As if he saw her clearly and knew her thoughts as well, without looking up from his task Hezekiah said "He will get here soon enough at that rate."
She leaned back and began to close the door, then realized the patter of booted feet down Broad Street was what he referred to; the day's chill was not quite enough to keep her from not quite pulling the door shut, and listening at the opening.
"Mister Mirk, Mister Mirk, there's a body in the well!" So shouted a young lad, tall and lank, out of breath but with enough energy to leap onto the porch without taking the two steps, nearly falling across the pile of wood the Honorable Mister Gavit had piled at the street end the night before.
"Sit yourself down, take a breath while you still have one," said Hezekiah, standing and turning in one easy motion from his seat on the other end of the alarmingly creaking porch. "Whose well?"
"Mister Avery's well, beyond Sugar Loaf," the boy replied, gasping his way to more regular breath with admirable rapidity. "His wife found it this morning when she went to draw water." Sarah Gavit snorted just inside the front door, making the lad jump, turn, bow, and then go on. "He and his hired man pulled the body out, and it's no one they know from here."
"And newly arrived in Granville, they expect me to know him?" asked Hezekiah beneath bristling eyebrows. His already dark and ruddy face beneath a cap of thick black curls furrowed in a not-unusual frown, not unfriendly, either, but the worried look that people in the village were already learning meant thinking more than disliking.
"No, sir," answered the lad, "but since you've come from the wars and all, sir, they hoped you would know a bit more about how he . . . why it is that . . . "
"How he died? They take me as an expert on that subject, do they?"

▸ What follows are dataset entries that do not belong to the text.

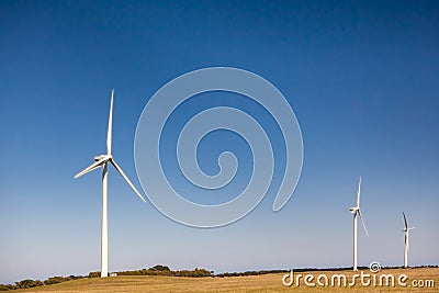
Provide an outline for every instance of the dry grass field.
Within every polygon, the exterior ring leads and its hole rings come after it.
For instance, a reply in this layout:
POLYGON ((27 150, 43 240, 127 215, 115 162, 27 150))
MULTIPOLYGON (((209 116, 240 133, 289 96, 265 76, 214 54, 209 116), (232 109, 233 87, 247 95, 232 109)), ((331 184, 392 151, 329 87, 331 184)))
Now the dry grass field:
MULTIPOLYGON (((344 273, 348 283, 351 281, 353 272, 302 272, 313 274, 313 282, 319 274, 326 274, 329 279, 329 286, 316 285, 308 288, 303 283, 296 286, 294 283, 288 288, 282 284, 282 273, 250 275, 250 277, 228 277, 228 278, 179 278, 179 277, 113 277, 106 279, 81 279, 68 281, 55 285, 45 285, 27 290, 13 292, 439 292, 439 268, 421 269, 392 269, 382 270, 376 273, 376 280, 381 274, 393 274, 395 286, 362 286, 361 281, 357 280, 354 286, 330 286, 333 274, 344 273), (406 288, 397 284, 401 274, 408 275, 405 281, 406 288), (414 280, 434 280, 434 288, 414 288, 414 280)), ((370 273, 364 270, 364 273, 370 273)), ((296 277, 299 273, 294 273, 296 277)), ((323 280, 323 279, 322 279, 323 280)), ((371 279, 373 280, 373 279, 371 279)), ((379 283, 379 281, 376 281, 379 283)), ((420 282, 421 283, 421 282, 420 282)))

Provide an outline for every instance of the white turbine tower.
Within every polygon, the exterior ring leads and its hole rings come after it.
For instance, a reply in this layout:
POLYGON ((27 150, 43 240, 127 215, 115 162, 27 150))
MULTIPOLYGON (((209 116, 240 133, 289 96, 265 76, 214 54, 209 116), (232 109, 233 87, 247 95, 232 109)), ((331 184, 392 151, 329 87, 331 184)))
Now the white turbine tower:
POLYGON ((100 155, 94 157, 95 162, 80 171, 75 178, 81 177, 99 167, 102 166, 102 227, 101 227, 101 277, 108 277, 109 274, 109 230, 108 230, 108 216, 106 216, 106 185, 108 185, 108 164, 110 162, 117 170, 117 172, 125 179, 128 185, 134 192, 140 198, 142 201, 146 202, 137 189, 133 185, 130 179, 126 177, 121 167, 114 161, 111 155, 111 136, 112 136, 112 120, 113 120, 113 95, 114 90, 111 91, 110 101, 110 115, 109 115, 109 129, 106 133, 106 155, 100 155))
POLYGON ((407 218, 405 217, 405 214, 403 212, 404 216, 404 268, 408 267, 408 236, 410 229, 414 229, 415 227, 409 228, 407 225, 407 218))
POLYGON ((357 268, 357 216, 360 216, 361 223, 363 223, 364 232, 369 236, 368 229, 365 228, 363 217, 360 211, 360 193, 361 193, 361 177, 360 182, 358 182, 358 193, 357 193, 357 206, 353 206, 350 212, 353 214, 353 270, 358 271, 357 268))

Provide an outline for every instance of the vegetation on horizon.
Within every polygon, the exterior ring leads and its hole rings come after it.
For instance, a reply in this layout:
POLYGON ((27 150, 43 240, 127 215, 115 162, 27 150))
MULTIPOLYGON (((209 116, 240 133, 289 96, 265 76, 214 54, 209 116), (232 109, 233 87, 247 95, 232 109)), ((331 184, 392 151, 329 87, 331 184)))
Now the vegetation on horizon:
MULTIPOLYGON (((439 268, 439 266, 419 266, 412 267, 409 269, 430 269, 430 268, 439 268)), ((316 269, 316 268, 306 268, 306 269, 294 269, 295 272, 306 272, 306 271, 341 271, 341 270, 351 270, 352 268, 328 268, 328 269, 316 269)), ((368 267, 359 267, 360 270, 369 270, 368 267)), ((403 269, 402 267, 384 267, 382 269, 403 269)), ((267 275, 267 274, 275 274, 275 273, 284 273, 289 272, 289 270, 260 270, 260 271, 246 271, 246 272, 224 272, 219 274, 214 274, 213 271, 207 271, 205 269, 194 270, 178 270, 172 271, 167 266, 157 264, 149 269, 142 270, 133 270, 133 271, 121 271, 116 272, 116 275, 120 277, 137 277, 137 275, 155 275, 155 277, 183 277, 183 278, 194 278, 200 279, 204 277, 212 277, 215 280, 223 279, 225 277, 257 277, 257 275, 267 275), (217 279, 218 278, 218 279, 217 279)), ((20 290, 20 289, 30 289, 36 286, 52 285, 66 281, 79 280, 79 279, 99 279, 100 272, 90 272, 88 275, 70 275, 70 277, 50 277, 47 280, 31 280, 26 279, 20 282, 15 282, 15 284, 0 284, 0 291, 9 291, 9 290, 20 290)), ((233 278, 235 279, 235 278, 233 278)))

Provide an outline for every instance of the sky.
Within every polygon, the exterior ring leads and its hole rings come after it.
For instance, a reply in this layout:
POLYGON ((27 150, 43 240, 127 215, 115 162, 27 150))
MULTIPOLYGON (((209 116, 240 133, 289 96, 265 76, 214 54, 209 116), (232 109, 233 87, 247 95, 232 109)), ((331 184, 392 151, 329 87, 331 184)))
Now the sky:
MULTIPOLYGON (((145 193, 134 158, 143 109, 172 79, 214 66, 255 72, 290 103, 304 145, 293 196, 273 213, 270 191, 230 225, 193 228, 110 169, 110 271, 352 266, 360 176, 370 235, 359 229, 359 264, 402 266, 403 211, 415 226, 409 263, 439 264, 437 1, 1 1, 0 65, 0 283, 100 270, 101 173, 74 176, 105 153, 111 89, 113 156, 145 193)), ((181 117, 235 98, 182 104, 171 136, 181 117)), ((214 174, 218 153, 235 150, 243 189, 248 145, 211 136, 201 168, 214 174)), ((169 180, 183 185, 176 148, 160 150, 169 180)), ((272 180, 281 177, 282 167, 272 180)))

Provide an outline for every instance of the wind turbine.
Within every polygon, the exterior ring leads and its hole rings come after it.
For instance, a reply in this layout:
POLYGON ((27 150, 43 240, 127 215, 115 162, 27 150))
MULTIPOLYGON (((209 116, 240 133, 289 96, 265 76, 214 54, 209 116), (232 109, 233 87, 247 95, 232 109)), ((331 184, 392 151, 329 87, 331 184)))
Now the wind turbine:
POLYGON ((125 179, 126 183, 134 190, 134 192, 140 198, 142 201, 146 202, 137 189, 133 185, 130 179, 126 177, 121 167, 114 161, 111 155, 111 137, 112 137, 112 123, 113 123, 113 97, 114 89, 111 91, 110 101, 110 115, 109 115, 109 129, 106 133, 106 154, 94 157, 94 164, 90 165, 75 178, 81 177, 94 169, 102 166, 102 226, 101 226, 101 278, 108 277, 109 274, 109 228, 108 228, 108 205, 106 205, 106 185, 108 185, 108 165, 109 162, 117 170, 117 172, 125 179))
POLYGON ((360 211, 360 193, 361 193, 361 177, 360 182, 358 182, 358 193, 357 193, 357 206, 349 209, 353 214, 353 270, 358 271, 357 268, 357 216, 360 216, 361 223, 363 223, 364 232, 369 236, 368 229, 365 228, 363 217, 360 211))
POLYGON ((409 228, 407 225, 407 218, 405 217, 405 214, 403 212, 403 216, 404 216, 404 268, 408 267, 408 236, 409 236, 409 232, 410 229, 414 229, 415 227, 409 228))

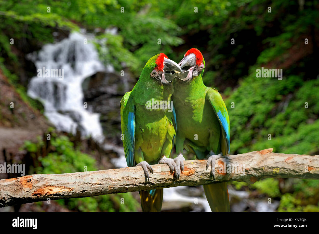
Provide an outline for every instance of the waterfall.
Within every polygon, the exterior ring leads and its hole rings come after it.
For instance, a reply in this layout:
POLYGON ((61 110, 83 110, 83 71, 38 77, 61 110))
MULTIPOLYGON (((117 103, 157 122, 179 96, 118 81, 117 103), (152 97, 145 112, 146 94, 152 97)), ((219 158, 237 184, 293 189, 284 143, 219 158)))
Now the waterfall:
POLYGON ((92 113, 83 101, 84 79, 105 70, 94 46, 87 41, 89 37, 72 33, 68 38, 45 45, 38 54, 28 55, 38 74, 31 80, 27 93, 41 102, 45 115, 58 130, 75 134, 78 128, 82 135, 101 142, 100 115, 92 113), (57 69, 59 76, 55 75, 57 69))

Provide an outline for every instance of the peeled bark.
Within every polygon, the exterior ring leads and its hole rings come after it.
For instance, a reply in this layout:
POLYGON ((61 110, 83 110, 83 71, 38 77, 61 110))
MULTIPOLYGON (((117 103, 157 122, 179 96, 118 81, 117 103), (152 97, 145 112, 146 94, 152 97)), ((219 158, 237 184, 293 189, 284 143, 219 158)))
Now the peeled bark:
POLYGON ((271 148, 218 159, 214 179, 210 166, 206 170, 207 160, 196 160, 185 161, 184 172, 177 181, 166 164, 152 165, 154 173, 150 173, 149 181, 140 167, 1 180, 0 207, 49 198, 83 197, 228 181, 253 183, 268 177, 319 179, 319 155, 277 153, 272 150, 271 148))

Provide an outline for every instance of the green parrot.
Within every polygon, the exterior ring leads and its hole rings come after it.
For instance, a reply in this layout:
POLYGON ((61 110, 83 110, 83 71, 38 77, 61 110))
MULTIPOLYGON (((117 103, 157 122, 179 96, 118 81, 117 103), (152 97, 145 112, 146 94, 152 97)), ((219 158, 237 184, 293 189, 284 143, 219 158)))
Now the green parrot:
MULTIPOLYGON (((176 151, 182 157, 184 148, 198 159, 208 154, 206 169, 211 165, 215 177, 215 163, 229 153, 229 118, 220 94, 203 82, 205 61, 197 49, 189 50, 179 63, 182 72, 174 82, 173 99, 176 110, 176 151)), ((204 185, 212 211, 230 211, 226 183, 204 185)))
MULTIPOLYGON (((150 165, 166 163, 178 179, 180 167, 169 158, 176 135, 176 118, 173 102, 172 81, 182 69, 161 53, 151 58, 142 70, 133 89, 121 101, 123 145, 128 167, 141 166, 149 180, 150 165)), ((160 211, 163 189, 140 192, 143 211, 160 211)))

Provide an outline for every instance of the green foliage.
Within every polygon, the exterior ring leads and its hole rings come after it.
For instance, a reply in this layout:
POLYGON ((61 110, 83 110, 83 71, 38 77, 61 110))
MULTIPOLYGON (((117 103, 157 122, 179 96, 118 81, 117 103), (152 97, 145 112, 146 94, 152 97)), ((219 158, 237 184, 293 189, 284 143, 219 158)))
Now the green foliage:
POLYGON ((267 178, 257 181, 251 186, 257 189, 261 193, 265 194, 271 197, 279 197, 281 195, 278 181, 273 178, 267 178))
MULTIPOLYGON (((24 101, 43 111, 41 103, 26 95, 19 71, 26 54, 54 42, 54 32, 66 36, 80 28, 94 32, 93 42, 101 60, 118 71, 128 67, 137 78, 154 55, 163 52, 179 61, 187 49, 196 47, 206 61, 204 83, 219 88, 227 97, 232 153, 271 147, 278 152, 317 154, 319 79, 315 76, 319 71, 316 64, 308 65, 313 55, 309 60, 300 58, 300 52, 305 50, 305 37, 310 43, 312 32, 319 28, 319 1, 305 1, 302 10, 300 2, 39 0, 36 4, 32 0, 21 0, 19 4, 0 0, 0 69, 24 101), (267 12, 269 6, 271 13, 267 12), (105 30, 114 28, 117 29, 115 35, 105 30), (11 38, 14 45, 10 44, 11 38), (234 45, 230 44, 232 39, 234 45), (256 78, 256 69, 262 66, 282 68, 282 80, 256 78), (231 108, 233 102, 234 108, 231 108)), ((309 50, 313 46, 307 46, 309 50)), ((94 160, 74 149, 67 138, 51 141, 55 150, 39 157, 43 167, 35 168, 38 173, 82 171, 85 165, 89 170, 96 168, 94 160)), ((27 142, 26 147, 35 157, 43 144, 27 142)), ((232 184, 237 189, 256 189, 280 197, 279 211, 318 211, 317 182, 293 181, 294 191, 282 194, 277 179, 252 185, 232 184)), ((58 202, 80 211, 135 210, 137 204, 127 194, 58 202), (122 197, 125 205, 118 203, 122 197)))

The lad nodded glumly. Peters' boy, he suddenly remembered.
"Well, I expect I am. Not the only man in this place familiar with life's end, but with more knowledge of it than I might wish. Let me get my coat."
Sarah Gavit stepped back, holding open the door for him, to which he offered a courteous and sardonic bow, and then swiftly walked into the long room in the front of the tavern, plucked his well-worn Army coat off a peg near the fire, and made a slighter bow to the house's mistress as he went back out onto the porch. She closed the door behind him, and went back to her chores, questions set aside like a task whose time has not yet arrived.
Outside, fastening up his brass buttons, the boy asked Hezekiah "Do y'think he was murdered, Mister Mirk?"
With a short laugh that was more of a bark, he replied "That, or he was uncommonly clumsy. Come, show me the way."